Friday, February 8, 2008

Stalking the Muse

Well, now we really are closing in on the finishing line. A little more recording on penny whistle, mandolin and accordion this weekend and then we get into that mysterious process called "mixing". This involves balancing and harmonizing the levels and tones of the various instruments so they're heard clearly. After that, the songs are mastered, i.e. adjusted for the broad array of sound systems out there and for radio play. This latter stage is so vital that another engineer is normally brought in. In this case, we're relying on Joby Baker of Baker Studios, widely viewed as the best ears in Victoria.

From music to poetry. I've attended several readings lately, some very good like Ken Babstock's reading at Open Space Wednesday evening, and others not quite so inspiring. Babstock has won or been nominated for several prestigious poetry awards in the past few years, not least of which was the Governor General's award. I must confess I was not entirely sold on the hand full of his poems featured in “The New Canon” (ed.
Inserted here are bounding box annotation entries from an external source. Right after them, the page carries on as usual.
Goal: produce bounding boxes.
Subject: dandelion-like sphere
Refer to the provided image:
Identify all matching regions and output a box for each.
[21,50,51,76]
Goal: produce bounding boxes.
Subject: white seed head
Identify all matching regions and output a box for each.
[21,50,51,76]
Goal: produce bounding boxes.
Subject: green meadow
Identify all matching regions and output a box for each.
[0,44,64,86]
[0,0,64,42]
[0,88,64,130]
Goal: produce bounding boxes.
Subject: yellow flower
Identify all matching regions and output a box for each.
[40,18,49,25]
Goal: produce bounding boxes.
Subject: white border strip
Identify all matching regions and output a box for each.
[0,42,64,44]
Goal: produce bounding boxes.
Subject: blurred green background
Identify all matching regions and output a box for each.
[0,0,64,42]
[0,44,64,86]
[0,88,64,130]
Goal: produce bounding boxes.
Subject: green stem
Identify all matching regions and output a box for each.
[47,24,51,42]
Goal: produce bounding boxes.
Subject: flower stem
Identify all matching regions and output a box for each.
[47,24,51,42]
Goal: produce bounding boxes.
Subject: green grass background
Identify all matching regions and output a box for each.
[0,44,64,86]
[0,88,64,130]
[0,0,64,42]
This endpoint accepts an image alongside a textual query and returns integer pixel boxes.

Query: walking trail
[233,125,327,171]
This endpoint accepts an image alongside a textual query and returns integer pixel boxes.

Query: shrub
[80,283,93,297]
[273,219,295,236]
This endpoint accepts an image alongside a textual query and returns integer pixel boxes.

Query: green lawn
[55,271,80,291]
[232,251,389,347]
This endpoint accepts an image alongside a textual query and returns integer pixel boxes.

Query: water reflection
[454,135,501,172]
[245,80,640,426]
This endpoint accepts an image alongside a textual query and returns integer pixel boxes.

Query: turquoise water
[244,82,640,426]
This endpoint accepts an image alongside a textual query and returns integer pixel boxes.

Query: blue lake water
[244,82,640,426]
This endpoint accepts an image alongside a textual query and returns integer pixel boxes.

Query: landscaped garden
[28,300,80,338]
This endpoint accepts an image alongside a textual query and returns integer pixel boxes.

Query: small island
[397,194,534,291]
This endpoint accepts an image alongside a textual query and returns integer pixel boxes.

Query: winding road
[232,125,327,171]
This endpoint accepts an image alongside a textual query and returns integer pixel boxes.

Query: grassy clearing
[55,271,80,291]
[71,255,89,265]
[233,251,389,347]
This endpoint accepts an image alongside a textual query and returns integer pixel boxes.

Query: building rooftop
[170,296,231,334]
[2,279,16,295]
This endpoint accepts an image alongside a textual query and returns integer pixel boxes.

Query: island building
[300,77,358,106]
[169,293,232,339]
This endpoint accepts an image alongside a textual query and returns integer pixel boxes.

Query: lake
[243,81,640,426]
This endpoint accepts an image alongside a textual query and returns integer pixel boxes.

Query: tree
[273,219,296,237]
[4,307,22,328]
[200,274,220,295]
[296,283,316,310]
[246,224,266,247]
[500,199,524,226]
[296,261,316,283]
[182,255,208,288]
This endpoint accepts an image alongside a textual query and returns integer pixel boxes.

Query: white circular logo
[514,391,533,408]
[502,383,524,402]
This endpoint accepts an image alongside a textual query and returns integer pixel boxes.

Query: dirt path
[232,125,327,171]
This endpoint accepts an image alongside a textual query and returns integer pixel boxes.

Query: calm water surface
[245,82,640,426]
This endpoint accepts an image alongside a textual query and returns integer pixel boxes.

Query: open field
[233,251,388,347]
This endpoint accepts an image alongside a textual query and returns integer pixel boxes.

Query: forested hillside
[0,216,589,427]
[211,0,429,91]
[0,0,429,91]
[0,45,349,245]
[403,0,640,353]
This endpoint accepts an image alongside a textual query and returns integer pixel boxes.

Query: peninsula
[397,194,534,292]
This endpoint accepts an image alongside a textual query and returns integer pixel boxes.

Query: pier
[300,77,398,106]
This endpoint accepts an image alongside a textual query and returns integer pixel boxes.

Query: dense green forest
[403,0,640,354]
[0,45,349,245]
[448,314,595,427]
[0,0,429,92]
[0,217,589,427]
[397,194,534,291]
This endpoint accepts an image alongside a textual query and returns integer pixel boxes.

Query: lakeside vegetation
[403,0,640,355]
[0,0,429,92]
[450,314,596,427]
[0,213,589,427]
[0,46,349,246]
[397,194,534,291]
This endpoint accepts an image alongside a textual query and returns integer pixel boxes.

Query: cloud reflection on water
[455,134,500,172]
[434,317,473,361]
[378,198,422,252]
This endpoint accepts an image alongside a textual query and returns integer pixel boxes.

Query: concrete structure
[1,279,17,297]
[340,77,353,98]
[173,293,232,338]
Carmine Starnino), but became decidedly more appreciative after hearing him read from his latest work "Airstream Land Yacht".
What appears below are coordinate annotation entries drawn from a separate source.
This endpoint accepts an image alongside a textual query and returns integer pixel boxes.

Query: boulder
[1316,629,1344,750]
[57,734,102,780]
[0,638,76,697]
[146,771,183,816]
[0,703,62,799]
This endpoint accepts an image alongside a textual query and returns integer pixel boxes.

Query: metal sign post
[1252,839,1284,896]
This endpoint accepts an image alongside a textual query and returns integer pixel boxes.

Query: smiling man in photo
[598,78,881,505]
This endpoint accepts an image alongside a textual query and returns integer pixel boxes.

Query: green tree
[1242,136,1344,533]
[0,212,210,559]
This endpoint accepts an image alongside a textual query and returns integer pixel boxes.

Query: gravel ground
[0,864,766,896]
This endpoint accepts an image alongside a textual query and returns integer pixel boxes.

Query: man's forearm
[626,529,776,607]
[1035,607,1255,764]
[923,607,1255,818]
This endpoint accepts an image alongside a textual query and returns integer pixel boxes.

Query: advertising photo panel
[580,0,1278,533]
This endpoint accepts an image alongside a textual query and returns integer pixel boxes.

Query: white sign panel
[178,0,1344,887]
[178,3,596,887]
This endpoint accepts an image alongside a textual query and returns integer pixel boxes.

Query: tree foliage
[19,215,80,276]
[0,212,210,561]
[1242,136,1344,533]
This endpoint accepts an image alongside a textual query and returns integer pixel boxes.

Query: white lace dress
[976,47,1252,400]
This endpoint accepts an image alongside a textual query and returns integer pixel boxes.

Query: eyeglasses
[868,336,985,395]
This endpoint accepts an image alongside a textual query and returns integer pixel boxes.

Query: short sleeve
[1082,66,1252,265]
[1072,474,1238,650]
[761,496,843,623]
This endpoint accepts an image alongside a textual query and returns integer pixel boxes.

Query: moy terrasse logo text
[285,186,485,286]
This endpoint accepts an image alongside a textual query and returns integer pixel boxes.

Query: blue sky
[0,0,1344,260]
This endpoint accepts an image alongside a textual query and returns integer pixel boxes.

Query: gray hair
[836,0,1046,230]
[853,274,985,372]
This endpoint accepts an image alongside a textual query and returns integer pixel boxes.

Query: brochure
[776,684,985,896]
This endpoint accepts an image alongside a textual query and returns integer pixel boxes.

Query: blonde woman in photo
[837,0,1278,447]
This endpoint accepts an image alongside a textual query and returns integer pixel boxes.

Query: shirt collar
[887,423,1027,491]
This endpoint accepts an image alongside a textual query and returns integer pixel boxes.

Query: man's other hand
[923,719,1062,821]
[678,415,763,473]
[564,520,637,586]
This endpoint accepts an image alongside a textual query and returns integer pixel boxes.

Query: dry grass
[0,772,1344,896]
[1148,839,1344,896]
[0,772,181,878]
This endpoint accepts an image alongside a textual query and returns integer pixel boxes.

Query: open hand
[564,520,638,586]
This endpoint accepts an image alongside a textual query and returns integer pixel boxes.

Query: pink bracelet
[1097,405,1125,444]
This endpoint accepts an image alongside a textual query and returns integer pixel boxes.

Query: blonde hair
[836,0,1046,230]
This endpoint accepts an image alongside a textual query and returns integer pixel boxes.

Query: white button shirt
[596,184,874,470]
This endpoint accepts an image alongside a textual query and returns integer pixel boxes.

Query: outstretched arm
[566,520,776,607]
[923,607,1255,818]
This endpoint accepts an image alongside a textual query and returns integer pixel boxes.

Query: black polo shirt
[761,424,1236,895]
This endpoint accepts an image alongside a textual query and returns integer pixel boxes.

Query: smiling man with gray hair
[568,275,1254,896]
Babstock possesses a strong, ruminating style, delivers precisely and richly drawn metaphors, and displays a capable philosophical point of view largely absent from the bulk of Canadian poetry. More importantly, I get the feeling that Babstock (or more precisely, perhaps, his poetic persona) is profoundly changed by what occurs within his poems. Again, this is something missing from much of the poetry, Canadian or otherwise, that I read: experiences or insights that are not only deftly or cleverly revealed but that are transformative in their effects upon the poet first, and then upon the reader. A poet who demonstrates this repeatedly is Philip Larkin (see "Church Going"), but so, too, does Babstock. A good example is "Essentialist", a poem that needs to be read in full to see how this transformation I'm talking about occurs, and hence is too long to transcribe here. Buy the book. You'll enjoy.
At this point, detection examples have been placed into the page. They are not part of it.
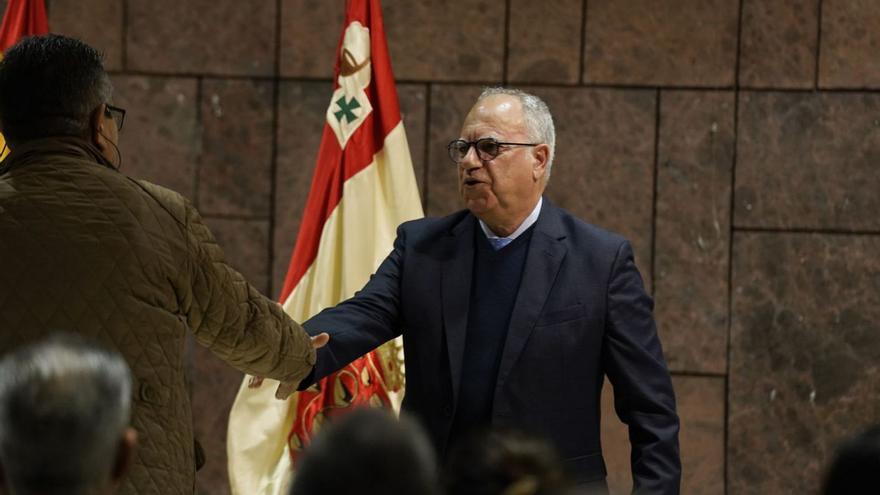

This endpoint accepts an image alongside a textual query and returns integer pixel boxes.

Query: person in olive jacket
[0,35,327,495]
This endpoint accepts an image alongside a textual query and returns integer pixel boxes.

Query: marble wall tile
[654,91,735,373]
[112,75,202,200]
[270,82,332,298]
[507,0,584,84]
[602,376,725,495]
[819,0,880,89]
[534,88,657,284]
[47,0,123,70]
[198,79,274,217]
[739,0,820,88]
[126,0,277,76]
[382,0,504,81]
[425,84,482,216]
[727,233,880,495]
[734,92,880,230]
[204,215,269,294]
[584,0,739,86]
[281,0,344,79]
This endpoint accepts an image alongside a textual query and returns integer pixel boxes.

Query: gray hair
[0,335,131,495]
[477,86,556,181]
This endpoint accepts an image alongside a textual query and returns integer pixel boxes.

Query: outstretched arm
[300,228,406,388]
[602,242,681,494]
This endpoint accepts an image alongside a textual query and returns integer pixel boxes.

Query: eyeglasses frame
[446,137,542,165]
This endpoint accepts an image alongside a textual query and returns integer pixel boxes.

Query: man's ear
[532,144,550,180]
[110,427,137,483]
[89,103,109,151]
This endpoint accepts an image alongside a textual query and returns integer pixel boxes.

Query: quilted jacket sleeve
[180,198,315,382]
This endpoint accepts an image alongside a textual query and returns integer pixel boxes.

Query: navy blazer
[303,199,681,494]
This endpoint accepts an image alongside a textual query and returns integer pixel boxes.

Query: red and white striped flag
[227,0,422,495]
[0,0,49,160]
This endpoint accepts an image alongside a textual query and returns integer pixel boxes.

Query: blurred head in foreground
[290,409,438,495]
[0,335,136,495]
[444,430,569,495]
[822,425,880,495]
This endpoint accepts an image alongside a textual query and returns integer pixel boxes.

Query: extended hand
[248,332,330,400]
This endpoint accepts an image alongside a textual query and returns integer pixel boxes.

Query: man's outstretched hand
[248,332,330,400]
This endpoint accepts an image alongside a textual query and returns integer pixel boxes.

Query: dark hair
[0,34,113,143]
[443,428,570,495]
[822,425,880,495]
[290,409,439,495]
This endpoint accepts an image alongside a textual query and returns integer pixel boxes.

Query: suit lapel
[498,199,567,392]
[440,215,476,403]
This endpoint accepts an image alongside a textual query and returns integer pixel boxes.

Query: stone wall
[39,0,880,494]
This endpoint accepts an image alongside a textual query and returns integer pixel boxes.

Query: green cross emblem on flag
[333,95,361,124]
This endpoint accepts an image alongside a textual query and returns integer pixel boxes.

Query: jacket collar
[0,136,116,175]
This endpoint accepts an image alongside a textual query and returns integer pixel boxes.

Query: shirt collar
[480,197,544,241]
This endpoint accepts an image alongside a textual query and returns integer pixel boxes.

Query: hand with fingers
[248,332,330,400]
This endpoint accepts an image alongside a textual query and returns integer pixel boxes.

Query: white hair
[0,335,131,495]
[477,86,556,182]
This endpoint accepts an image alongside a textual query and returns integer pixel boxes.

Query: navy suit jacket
[302,199,681,494]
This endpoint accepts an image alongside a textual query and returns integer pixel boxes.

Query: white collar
[480,197,544,241]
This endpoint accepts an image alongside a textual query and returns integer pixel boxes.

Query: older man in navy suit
[301,88,681,494]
We also got to eavesdrop on a conversation between Babstock and past GG winner Tim Lilburn that evening. Babstock has been following a rather intricate discussion among psychologists and other scientists over the past few years about what constitutes consciousness, a dialogue that has strongly influenced his view of life and his poems. An intriguing discussion with serious, perhaps even dire, implications for that age old question about free will.

Of less value was a more recent question which inevitably arises whenever an audience is asked to question or comment: Is poetry dead? And if it is, are the universities to blame? The same question came up (more or less) at a reading by three poets laureate I attended the week before. As usual, nothing decisive resulted. My view: Poetry is not dead, just the argument. My great regret: that poets and readers spend too much time asking fruitless questions like these and almost universally duck more important questions, i.e. the nature of poetry itself, the state of the craft, and the various ways that readers and poets alike come to understand poetry.

So Babstock's great. So, too, is another discovery: Julie Bruck, a poet from Montreal whose poem "Cafeteria" is one of the best poems I've read this past year. She, too, can be found in “The New Canon”.